A group of Special Rapporteurs to the United Nations has written to the Centre expressing concern over the proposed Environment Impact Assessment (EIA) notification 2020 and sought the government’s response on how the provisions of the notification were consonant with India’s “obligations under international law”.
Special Rapporteurs are independent experts working on behalf of the United Nations. They work on a country or a thematic mandate specified by the United Nations Human Rights Council.
In their letter, the five experts say the proposed notification appeared to have clauses that obstructed people’s rights to a safe, clean and healthy environment.
These were the clauses that exempted several large industries and projects from public consultation — as part of the environment impact assessment process — and the rapporteurs argued that the exemptions were unwarranted, particularly when there was a serious gas leak from (LG Polymers) chemical plant in Visakhapatnam on May 12.

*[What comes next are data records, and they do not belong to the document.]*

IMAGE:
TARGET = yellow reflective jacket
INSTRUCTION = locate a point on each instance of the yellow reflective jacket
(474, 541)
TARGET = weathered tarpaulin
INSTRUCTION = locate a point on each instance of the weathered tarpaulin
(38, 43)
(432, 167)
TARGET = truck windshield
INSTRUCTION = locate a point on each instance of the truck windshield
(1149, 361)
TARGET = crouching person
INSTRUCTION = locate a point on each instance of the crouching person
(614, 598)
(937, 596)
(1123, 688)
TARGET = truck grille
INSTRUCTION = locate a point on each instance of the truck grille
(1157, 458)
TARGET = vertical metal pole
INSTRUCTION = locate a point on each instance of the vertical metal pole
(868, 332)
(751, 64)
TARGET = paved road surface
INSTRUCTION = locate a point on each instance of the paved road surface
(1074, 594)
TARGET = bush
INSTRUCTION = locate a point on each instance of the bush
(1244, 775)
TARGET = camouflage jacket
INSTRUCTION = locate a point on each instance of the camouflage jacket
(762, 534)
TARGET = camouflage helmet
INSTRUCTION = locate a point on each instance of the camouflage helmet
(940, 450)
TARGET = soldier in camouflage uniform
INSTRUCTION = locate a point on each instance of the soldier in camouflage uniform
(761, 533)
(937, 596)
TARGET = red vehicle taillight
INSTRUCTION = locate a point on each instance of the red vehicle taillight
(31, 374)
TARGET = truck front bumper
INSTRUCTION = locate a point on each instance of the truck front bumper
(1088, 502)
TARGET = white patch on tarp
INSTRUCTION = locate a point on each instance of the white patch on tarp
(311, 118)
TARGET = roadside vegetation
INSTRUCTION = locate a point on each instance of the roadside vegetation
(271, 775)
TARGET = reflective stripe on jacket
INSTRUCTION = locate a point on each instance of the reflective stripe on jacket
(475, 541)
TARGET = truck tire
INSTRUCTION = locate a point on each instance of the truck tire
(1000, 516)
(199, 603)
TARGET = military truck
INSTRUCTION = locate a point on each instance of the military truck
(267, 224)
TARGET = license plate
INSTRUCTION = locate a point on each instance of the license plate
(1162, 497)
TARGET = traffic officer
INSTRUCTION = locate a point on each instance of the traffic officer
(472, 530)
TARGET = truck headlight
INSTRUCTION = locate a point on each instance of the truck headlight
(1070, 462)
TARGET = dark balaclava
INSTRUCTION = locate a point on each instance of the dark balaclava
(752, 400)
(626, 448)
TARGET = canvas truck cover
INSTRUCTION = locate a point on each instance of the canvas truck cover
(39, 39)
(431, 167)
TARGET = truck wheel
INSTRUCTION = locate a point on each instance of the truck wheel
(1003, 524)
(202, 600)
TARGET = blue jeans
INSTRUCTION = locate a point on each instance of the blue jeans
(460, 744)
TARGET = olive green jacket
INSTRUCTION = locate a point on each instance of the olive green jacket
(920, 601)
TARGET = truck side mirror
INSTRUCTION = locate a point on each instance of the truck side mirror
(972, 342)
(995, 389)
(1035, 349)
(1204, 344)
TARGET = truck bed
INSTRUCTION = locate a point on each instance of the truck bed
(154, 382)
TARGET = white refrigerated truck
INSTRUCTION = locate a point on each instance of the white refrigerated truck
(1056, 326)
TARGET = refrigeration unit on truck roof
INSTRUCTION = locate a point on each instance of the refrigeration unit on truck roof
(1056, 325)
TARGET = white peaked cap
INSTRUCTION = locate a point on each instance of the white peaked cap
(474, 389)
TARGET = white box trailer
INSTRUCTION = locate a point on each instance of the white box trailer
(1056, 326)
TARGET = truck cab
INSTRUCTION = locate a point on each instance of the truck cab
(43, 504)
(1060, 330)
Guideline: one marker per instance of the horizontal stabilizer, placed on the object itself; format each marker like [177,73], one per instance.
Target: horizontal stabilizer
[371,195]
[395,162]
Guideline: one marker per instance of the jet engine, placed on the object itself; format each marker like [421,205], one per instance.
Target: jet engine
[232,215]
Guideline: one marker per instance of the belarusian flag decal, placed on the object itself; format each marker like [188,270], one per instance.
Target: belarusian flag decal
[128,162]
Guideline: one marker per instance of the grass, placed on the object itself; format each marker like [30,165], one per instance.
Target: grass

Environment Ministry Secretary, R.P. Gupta, told The Hindu that nothing in the proposed EIA, 2020 violated the UN Declaration of Human Rights and that the rapporteurs’ concerns were “misplaced”. The proposed EIA was still a draft and issued for public consultation and that there were several imperfections in the existing EIA that were to be amended in the new notification. With regard to post facto clearances, the violation of not taking prior approval would be “punished as per law” and projects that were already running would be considered only on merit.